While Roscoe is being chased by Sheriff Turner, Turner himself incurs the wrath of neighboring Knotsie County Sheriff Sherm Bleed after commandeering one of Bleed's cruisers. Turner's pursuit of Roscoe (and Peggy Sue, who quickly begins to enjoy being in Roscoe's company) goes through two other neighboring counties, with Turner commandeering several other police cruisers and civilian cars only to wreck each one in spectacular fashion.

===Subplots===
- Lester, a local moonshiner is looking to sell his "secret formula" to an Arab oil sheik for "a million clams"; the deal falls through when it turns out the sheik brought actual clams instead of money.
- Harold and Cindy share a car as they join in the chase; Harold to get his dad's car back from Roscoe, and Cindy to give Peggy Sue her crown.
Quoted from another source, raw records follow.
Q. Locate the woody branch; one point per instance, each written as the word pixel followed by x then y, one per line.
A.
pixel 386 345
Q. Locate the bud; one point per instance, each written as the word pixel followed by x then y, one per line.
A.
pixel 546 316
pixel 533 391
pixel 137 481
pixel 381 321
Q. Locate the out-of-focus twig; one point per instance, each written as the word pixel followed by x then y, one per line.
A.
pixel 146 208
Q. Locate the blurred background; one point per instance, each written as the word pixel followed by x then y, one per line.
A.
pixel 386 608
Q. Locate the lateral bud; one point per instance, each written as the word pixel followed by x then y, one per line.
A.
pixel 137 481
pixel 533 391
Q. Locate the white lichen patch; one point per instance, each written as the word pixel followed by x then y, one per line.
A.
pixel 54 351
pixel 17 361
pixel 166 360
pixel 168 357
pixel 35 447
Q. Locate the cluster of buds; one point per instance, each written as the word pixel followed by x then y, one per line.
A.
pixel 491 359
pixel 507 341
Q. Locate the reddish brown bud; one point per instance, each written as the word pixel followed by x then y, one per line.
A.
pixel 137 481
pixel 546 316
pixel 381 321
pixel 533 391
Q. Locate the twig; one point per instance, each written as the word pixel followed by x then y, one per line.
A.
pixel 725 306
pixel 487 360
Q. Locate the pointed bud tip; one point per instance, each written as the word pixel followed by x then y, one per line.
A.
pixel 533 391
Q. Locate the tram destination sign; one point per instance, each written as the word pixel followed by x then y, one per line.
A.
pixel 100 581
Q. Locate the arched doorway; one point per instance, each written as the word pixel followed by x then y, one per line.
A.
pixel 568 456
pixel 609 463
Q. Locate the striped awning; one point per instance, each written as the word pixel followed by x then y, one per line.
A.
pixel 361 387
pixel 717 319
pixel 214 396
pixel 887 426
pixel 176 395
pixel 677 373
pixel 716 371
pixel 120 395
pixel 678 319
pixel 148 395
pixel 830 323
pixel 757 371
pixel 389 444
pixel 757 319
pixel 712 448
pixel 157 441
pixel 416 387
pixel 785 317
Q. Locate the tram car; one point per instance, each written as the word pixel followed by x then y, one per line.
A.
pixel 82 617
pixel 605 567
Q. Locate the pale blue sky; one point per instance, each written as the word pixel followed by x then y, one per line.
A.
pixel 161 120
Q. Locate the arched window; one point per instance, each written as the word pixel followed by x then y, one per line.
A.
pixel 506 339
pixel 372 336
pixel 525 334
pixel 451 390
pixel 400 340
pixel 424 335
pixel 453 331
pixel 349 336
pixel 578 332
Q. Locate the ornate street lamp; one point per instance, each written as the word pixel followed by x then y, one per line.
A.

As the chase progresses, Harold and Cindy begin to fall for one another, similar to Roscoe and Peggy Sue.
- At a nearby truck stop, a preteen girl is willing to let Roscoe and Peggy Sue steal her father's station wagon (with boat in tow) in exchange for a carton of cigarettes. The girl appears several times more throughout the film, including near the end when everyone converges on Snake Lake Beach in a chaotic free-for-all; watching from a distance, the girl muses, "What, I ask you, is the point in growing up?".
- Kenny's infatuation with Peggy Sue motivates him to chase the elusive couple on his own in an attempt to rescue her; he even goes so far as to run other police cruisers off the road just so he can save Peggy Sue himself. After the fight on the beach, Kenny is eventually "arrested" by the female sheriff of neighboring Belladonna County.

==Cast==
- Jimmy McNichol as Roscoe Wilton
- Janet Julian as Peggy Sue Turner
- Walter Barnes as Sheriff Hugh "Smokey" Turner
- Patrick Campbell as Lester
- Kari Lizer as Cindy
- John Blyth Barrymore as Harold
- William Forsythe (credited as 'Bill Forsythe') as Kenny
- Kedric Wolfe as Deputy Bentley
- Charles Howerton as Sheriff Sherman "Sherm" Bleed
- Tony Cox as Desk Clerk

==Production==
Though the majority of the cars used in filming had California licence plates, the exact location of the storyline was more ambiguous; film dialogue mentioned the boonies, which generally refers to the Appalachian region, and also mentioned running off to "east St. Louis or west to Colorado". Near the end of the film, Roscoe suggests they hotwire a boat and take off for St. Louis or New Orleans, both of which are on the Mississippi River.

Charles B. Griffith had made a popular film for Roger Corman's New World Pictures called Eat My Dust! (1976). Corman wanted Griffith to make a follow-up called Car Wars using stunt footage from five old New World films. Griffith wrote a script which he later called Wham Bam, Merci, Madame, which he says Corman rejected. However a few years later he reactivated the project.
He called again and offered me a lot more money than he ever had before. I guess I got flattered, and I went ahead and did it. He had Max Apple in Texas go ahead and write a script around all the wrecks and chases. But Max wasn't allowed to see the footage. It was too expensive to rent a Movieola and send Max prints or anything else, so he had only vague descriptions written down on what the stunts were—and nothing worked. So I made a lot of changes in it, and that made Roger angry. He tried to cut it just to the action of the old pictures, but he couldn't, because he needed all the distribution rights. Then he cut all the motivations and all the character development. It was a mess, a jumbled mess!
Apple later described the experience: "They wanted four or five crashes, of which they already had the footage. It was more bricklaying than writing.